Mário Cesariny dizia que escrever versos era como voar. E foi sempre a liberdade que buscou, na poesia e na pintura. Neste episódio do programa "Voz" recordamos o militante do surrealismo com este "Poema podendo servir de Posfácio", lido pelo músico Rui Reininho. Para ver, ouvir e ler aqui.

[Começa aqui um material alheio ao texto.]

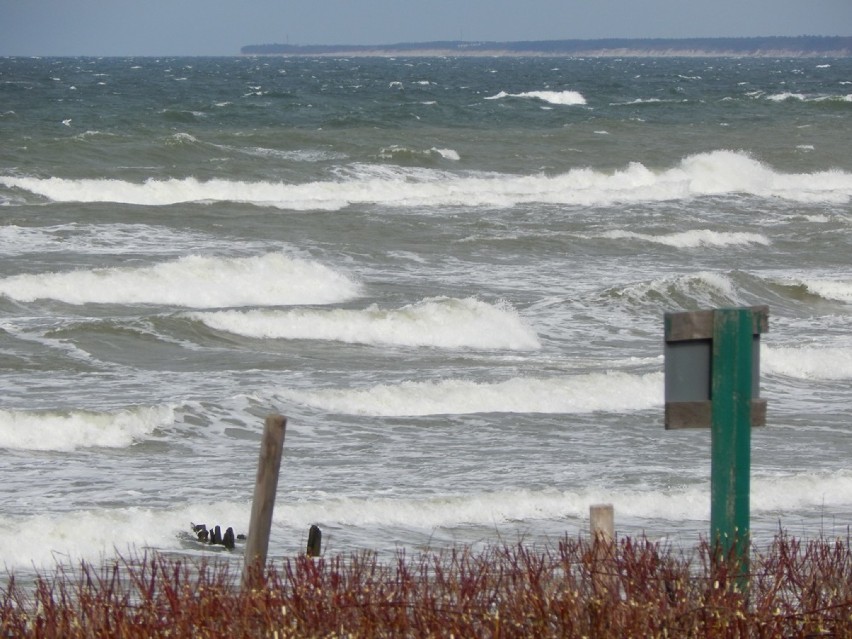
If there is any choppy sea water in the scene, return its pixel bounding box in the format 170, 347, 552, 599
0, 58, 852, 571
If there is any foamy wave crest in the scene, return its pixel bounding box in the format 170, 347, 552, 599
276, 473, 852, 530
602, 229, 771, 248
0, 253, 359, 308
0, 151, 852, 210
760, 344, 852, 380
802, 280, 852, 302
485, 91, 586, 106
0, 503, 248, 570
0, 406, 175, 451
277, 372, 663, 417
379, 145, 461, 161
606, 271, 740, 308
190, 297, 541, 350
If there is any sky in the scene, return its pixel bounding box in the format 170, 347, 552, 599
0, 0, 852, 56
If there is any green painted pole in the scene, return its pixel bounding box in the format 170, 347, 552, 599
710, 308, 754, 591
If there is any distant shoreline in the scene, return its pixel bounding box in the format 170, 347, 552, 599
240, 36, 852, 58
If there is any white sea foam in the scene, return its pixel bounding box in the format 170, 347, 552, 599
601, 229, 771, 248
278, 474, 852, 530
277, 371, 663, 416
0, 472, 852, 570
766, 91, 807, 102
190, 297, 541, 350
0, 504, 250, 570
0, 253, 359, 308
0, 406, 175, 451
0, 151, 852, 210
760, 344, 852, 380
485, 91, 586, 106
802, 280, 852, 302
609, 271, 741, 307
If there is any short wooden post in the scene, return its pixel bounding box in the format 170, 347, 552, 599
589, 504, 615, 542
589, 504, 617, 593
305, 524, 322, 557
243, 415, 287, 586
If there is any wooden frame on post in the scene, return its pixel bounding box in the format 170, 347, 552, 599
665, 306, 769, 591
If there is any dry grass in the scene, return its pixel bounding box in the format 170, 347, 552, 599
0, 535, 852, 639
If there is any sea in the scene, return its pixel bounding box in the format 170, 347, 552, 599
0, 56, 852, 574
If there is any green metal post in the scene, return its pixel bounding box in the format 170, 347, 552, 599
710, 308, 754, 589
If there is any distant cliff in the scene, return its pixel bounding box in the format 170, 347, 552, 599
240, 36, 852, 58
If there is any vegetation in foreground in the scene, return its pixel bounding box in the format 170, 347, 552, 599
0, 535, 852, 639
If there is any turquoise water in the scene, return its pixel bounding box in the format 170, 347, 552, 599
0, 58, 852, 570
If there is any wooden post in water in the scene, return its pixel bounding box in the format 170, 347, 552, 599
589, 504, 615, 542
589, 504, 617, 592
243, 415, 287, 586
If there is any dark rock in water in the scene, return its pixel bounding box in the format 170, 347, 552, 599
222, 527, 236, 550
189, 522, 246, 550
189, 522, 209, 541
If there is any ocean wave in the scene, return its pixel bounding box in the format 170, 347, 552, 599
0, 472, 852, 570
189, 297, 541, 350
0, 406, 175, 452
603, 271, 742, 309
601, 229, 771, 248
6, 151, 852, 210
760, 344, 852, 380
485, 91, 586, 106
0, 253, 359, 308
278, 473, 852, 530
276, 371, 663, 417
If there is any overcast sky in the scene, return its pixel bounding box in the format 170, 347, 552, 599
0, 0, 852, 56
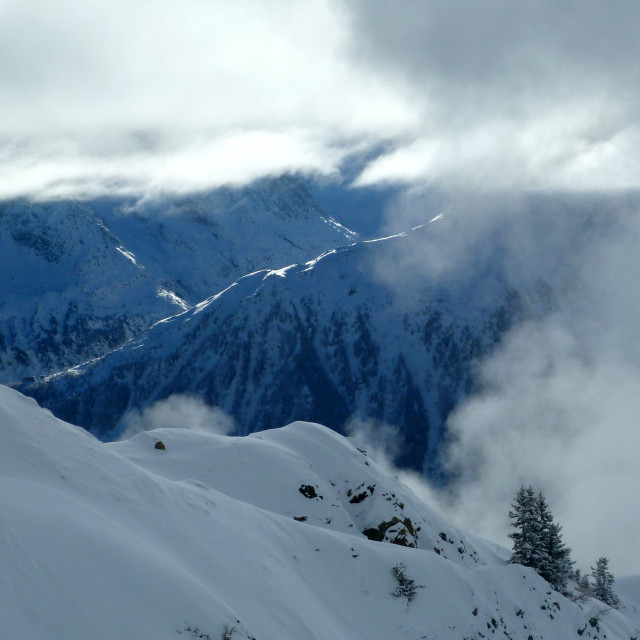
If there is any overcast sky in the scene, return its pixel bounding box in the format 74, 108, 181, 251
0, 0, 640, 195
0, 0, 640, 572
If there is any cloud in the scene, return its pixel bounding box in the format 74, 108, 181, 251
348, 0, 640, 190
7, 0, 640, 198
0, 0, 415, 198
344, 416, 403, 466
408, 208, 640, 575
120, 394, 236, 440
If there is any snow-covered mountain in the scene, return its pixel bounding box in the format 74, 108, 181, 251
23, 221, 536, 469
0, 387, 640, 640
0, 176, 355, 382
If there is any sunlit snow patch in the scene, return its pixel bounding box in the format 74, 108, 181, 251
116, 247, 138, 267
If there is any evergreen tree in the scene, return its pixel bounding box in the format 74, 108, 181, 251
509, 486, 573, 593
591, 558, 620, 609
509, 485, 546, 571
537, 493, 574, 593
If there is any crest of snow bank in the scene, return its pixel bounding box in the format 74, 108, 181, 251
0, 387, 638, 640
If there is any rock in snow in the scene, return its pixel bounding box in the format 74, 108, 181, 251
0, 387, 640, 640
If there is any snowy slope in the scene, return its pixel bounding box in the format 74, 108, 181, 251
0, 387, 638, 640
0, 176, 354, 382
23, 225, 534, 469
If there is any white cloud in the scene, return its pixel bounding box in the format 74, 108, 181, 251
120, 394, 236, 440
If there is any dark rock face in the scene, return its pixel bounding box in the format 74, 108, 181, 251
0, 176, 355, 384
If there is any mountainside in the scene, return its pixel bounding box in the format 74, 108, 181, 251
0, 176, 355, 382
0, 387, 638, 640
23, 221, 537, 470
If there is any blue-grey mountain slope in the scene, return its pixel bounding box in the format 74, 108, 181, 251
24, 221, 537, 469
0, 176, 355, 382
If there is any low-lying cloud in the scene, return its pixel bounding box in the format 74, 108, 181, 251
379, 194, 640, 575
0, 0, 640, 198
120, 394, 236, 440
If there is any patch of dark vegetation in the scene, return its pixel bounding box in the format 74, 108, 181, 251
298, 484, 324, 500
362, 516, 418, 547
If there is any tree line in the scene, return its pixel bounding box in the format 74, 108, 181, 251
509, 485, 620, 608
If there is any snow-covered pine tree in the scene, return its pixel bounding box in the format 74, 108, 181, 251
536, 492, 574, 594
591, 558, 620, 609
509, 485, 549, 572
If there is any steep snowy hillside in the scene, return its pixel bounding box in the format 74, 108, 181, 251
0, 387, 638, 640
23, 220, 533, 469
0, 176, 354, 382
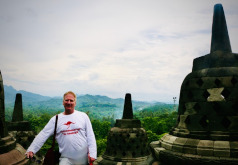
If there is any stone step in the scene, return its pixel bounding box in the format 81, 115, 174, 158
0, 136, 12, 145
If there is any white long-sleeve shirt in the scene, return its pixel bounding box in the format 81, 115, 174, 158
27, 110, 97, 164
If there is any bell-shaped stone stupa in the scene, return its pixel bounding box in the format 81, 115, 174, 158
98, 94, 149, 165
0, 71, 29, 165
151, 4, 238, 165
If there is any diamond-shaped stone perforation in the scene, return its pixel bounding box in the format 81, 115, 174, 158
213, 102, 222, 114
185, 80, 190, 87
231, 76, 238, 86
214, 79, 221, 86
197, 79, 204, 87
221, 117, 231, 128
193, 103, 201, 112
221, 88, 231, 98
232, 103, 238, 113
188, 91, 193, 99
199, 116, 209, 128
203, 90, 210, 99
184, 116, 190, 124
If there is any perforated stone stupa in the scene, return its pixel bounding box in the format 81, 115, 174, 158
151, 4, 238, 165
0, 72, 28, 165
98, 94, 149, 165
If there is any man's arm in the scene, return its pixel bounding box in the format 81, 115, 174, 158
85, 115, 97, 162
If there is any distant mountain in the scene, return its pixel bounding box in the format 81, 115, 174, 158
4, 85, 169, 118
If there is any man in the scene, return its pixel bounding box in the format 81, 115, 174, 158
26, 91, 97, 165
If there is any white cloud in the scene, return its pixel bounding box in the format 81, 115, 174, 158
0, 0, 238, 102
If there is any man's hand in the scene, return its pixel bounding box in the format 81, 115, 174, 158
26, 151, 34, 159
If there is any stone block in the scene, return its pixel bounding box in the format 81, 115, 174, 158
184, 139, 200, 155
214, 141, 230, 157
154, 147, 165, 160
230, 141, 238, 158
172, 137, 188, 153
197, 140, 214, 156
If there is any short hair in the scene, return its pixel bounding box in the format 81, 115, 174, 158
63, 91, 77, 102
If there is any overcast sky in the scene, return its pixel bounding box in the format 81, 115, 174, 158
0, 0, 238, 102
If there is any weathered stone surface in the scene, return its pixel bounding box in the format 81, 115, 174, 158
100, 94, 149, 165
12, 93, 23, 122
0, 71, 7, 138
150, 4, 238, 165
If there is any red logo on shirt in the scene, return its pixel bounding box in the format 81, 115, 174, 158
64, 121, 75, 129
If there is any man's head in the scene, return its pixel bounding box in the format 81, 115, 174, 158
63, 91, 77, 115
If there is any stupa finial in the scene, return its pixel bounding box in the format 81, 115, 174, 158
210, 4, 232, 53
122, 93, 133, 119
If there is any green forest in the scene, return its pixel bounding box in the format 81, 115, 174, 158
5, 89, 177, 156
6, 104, 177, 156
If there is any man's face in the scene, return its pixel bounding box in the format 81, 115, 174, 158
63, 93, 76, 113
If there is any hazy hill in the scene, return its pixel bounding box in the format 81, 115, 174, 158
4, 85, 171, 118
4, 85, 50, 104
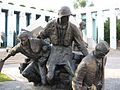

Poema Podendo Servir de Posfácio

ruas onde o perigo é evidente
braços verdes de práticas ocultas
cadáveres à tona da água
girassóis
e um corpo
um corpo para cortar as lâmpadas do dia
um corpo para descer uma paisagem de aves
para ir de manhã cedo e voltar muito tarde
rodeado de anões e de campos de lilases
um corpo para cobrir a tua ausência
como uma colcha
um talher
um perfume

isto ou o seu contrário, mas de certa maneira hiante
e com muita gente à volta a ver o que é
isto ou uma população de sessenta mil almas
devorando almofadas escarlates a caminho
do mar
e que chegam
ao crepúsculo
encostados aos submarinos
isto ou um torso desalojado de um verso
e cuja morte é o orgulho de todos
ó pálida cidade construída
como uma febre entre dois patamares!
vamos distribuir ao domicílio
terra para encher candelabros
leitos de fumo para amantes eretos
tabuinhas com palavras interditas
– uma mulher para este que está quase a perder
o gosto à vida – tome lá –
dois netos para essa velha aí no fim da fila –
não temos mais –
saquear o museu dar um diadema ao mundo e depois
obrigar a repor no mesmo sítio
e para ti e para mim, assentes num espaço útil,
veneno para entornar nos olhos do gigante

isto ou um rosto um rosto solitário como barco em
demanda d eventos calmo para a noite
se nós somos areia que se filtre
a um vento débil entre arbustos pintados
se um propósito deve atingir a sua margem como
as correntes da terra náufragos e tempestade
se o homem das pensões e das hospedarias levanta
a sua fronte de cratera molhada
se na rua o sol brilha como nunca
se por um minuto
vale a pena
esperar
isto ou a alegria igual à simples forma de um pulso
aceso entre a folhagem das mais altas lâmpadas
isto ou a alegria dita o avião de cartas
entrada pela janela saída pelo telhado

ah mas então a pirâmide existe?
ah mas então a pirâmide diz coisas?
então a pirâmide é o segredo de cada um com
o mundo?

sim meu amor a pirâmide existe
a pirâmide diz muitíssimas coisas
a pirâmide é a arte de bailar em silêncio

e em todo o caso

há praças onde esculpir um lírio
zonas subtis de propagação do azul
gestos sem dono barcos sob as flores
uma canção para ouvir-te chegar

Mário Cesariny
in Manual de Prestidigitação 1956

 

Mário Cesariny “é o paradigma da maneira surrealista de ser e de viver”
Veja Também

Mário Cesariny “é o paradigma da maneira surrealista de ser e de viver”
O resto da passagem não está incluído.